Natale e Capodanno, quale “convivio” ?
Fa riflettere il “consiglio” del Governo, a “limitare i commensali al solo nucleo di conviventi” per le prossime festività natalizie e di fine anno, contenuto tra le righe del nuovo Dpcm in vigore da 4 dicembre al 15 gennaio 2021. Il giorno di Natale è consentito andare a pranzo a ristorante ma la raccomandazione per chi invece decide di rimanere a casa, è di non invitare persone non conviventi, e proteggere le persone anziane e con fragilità, anche utilizzando il distanziamento e le mascherine quando non si sta a tavola.

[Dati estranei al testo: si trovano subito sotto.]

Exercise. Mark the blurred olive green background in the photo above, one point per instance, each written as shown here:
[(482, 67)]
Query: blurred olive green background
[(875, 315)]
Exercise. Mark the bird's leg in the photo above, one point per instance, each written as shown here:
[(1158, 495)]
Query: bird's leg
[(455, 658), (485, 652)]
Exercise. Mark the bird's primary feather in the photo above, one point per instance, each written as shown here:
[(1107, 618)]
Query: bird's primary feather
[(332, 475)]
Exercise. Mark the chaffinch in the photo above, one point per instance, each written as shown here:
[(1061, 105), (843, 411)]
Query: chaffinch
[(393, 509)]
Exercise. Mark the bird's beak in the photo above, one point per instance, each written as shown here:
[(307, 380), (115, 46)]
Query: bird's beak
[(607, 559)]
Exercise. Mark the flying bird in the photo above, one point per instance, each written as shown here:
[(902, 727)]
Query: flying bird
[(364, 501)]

Un suggerimento per il cenone a sedersi tout-court, solo con i familiari conviventi, e ritrovarsi quindi con il nucleo più ristretto a tavola luogo simbolico; spazio di comunicazione, sito fisico di scambio, comunione, spesso anche percezione della propria solitudine. Occorre archiviare quindi che “Convivio” –cum vivere–, vivere insieme, presuppone la condivisione dello spazio della tavola, ove il gesto nutrizionale è trasformato in momento di comunanza dal valore sociale, culturale e psicologico. Natale e Capodanno sono appuntamenti che nella società contemporanea, realizzano in modo particolarmente forte l’idea della festa come momento in cui si rinsaldano i legami sociali, soprattutto quelli familiari.
Alcuni proverbi di larga diffusione e antica tradizione, raccolti dall’etnoantropologo Giuseppe Pitrè nel libro Usi e costumi credenze e pregiudizi del popolo siciliano (L. P. Lauriel di C. Clausen, 1889) esprimono, in forma essenziale e incisiva, la transazione del tempo, lo scandire delle festività e i richiami al cibo.
A evidenziare l’impegno a festeggiare nel migliore dei modi le festività natalizie si diceva ad esempio: Prima ri Natali né friddu né fami, dopu Natali u friddu e a fami; prima di Natale né freddo ne fame dopo freddo e fame.
Per sottolineare la possibilità di festeggiare meglio per chi aveva risorse economiche, si utilizzava l’espressione Cu avi dinari ‘nto bursittinu, fa Pasqua, Natali e San Martinu.
Ed il richiamo ci porta alla trasformazione della famiglia, del desco patriarcale, ad un’arte gastronomica che il sociologo Leo Moulin (1906-1996), a cui nel 1976 fu attribuito l’Oscar mondiale della gastronomia, definiva come importante fattore culturale. “Non mangiamo con i denti – scriveva – e non digeriamo con lo stomaco; mangiamo con la mente e assaporiamo i cibi secondo norme culturali legate al sistema di scambi reciproci che è alla base della vita sociale”.
Tre elementi costitutivi e tre momenti essenziali di ogni forma di convivio sono indicati da Domenico Musti nel suo libro Il simposio (Laterza – 2001): il pasto, cioè il mangiare insieme un cibo; la bevuta, il bere una bevanda, generalmente il vino; e il gioire insieme, e cioè l’intrattenimento, il divertimento, il piacere.Ricostruzione temporale che appare suggestiva se neconsideriamo i valori per gli eventi di Natale e fine anno ove la festa è, innanzitutto, un vissuto collettivo; se il rito è qualcosa che si fa, la festa è qualcosa che soprattutto si sente e non esiste festa o ricorrenza, sia laica che religiosa, che non sia legata al cibo con festeggiamenti elaborati sempre dalla tavola, modulati a seconda delle varie tradizioni, sempre policrome anche all’interno di uno stesso territorio.
Il cibo assume allora valore simbolico in dodici giorni, da Natale all’Epifania, di un’unica festività che conclude l’anno vecchio e apre il nuovo ciclo generativo con i doni natalizi che all’origine, a differenza dall’attuale aspetto consumistico, erano una ridistribuzione dell’eccedenza alimentare fatta di noci, mandorle, castagne, dolci e frutta secca.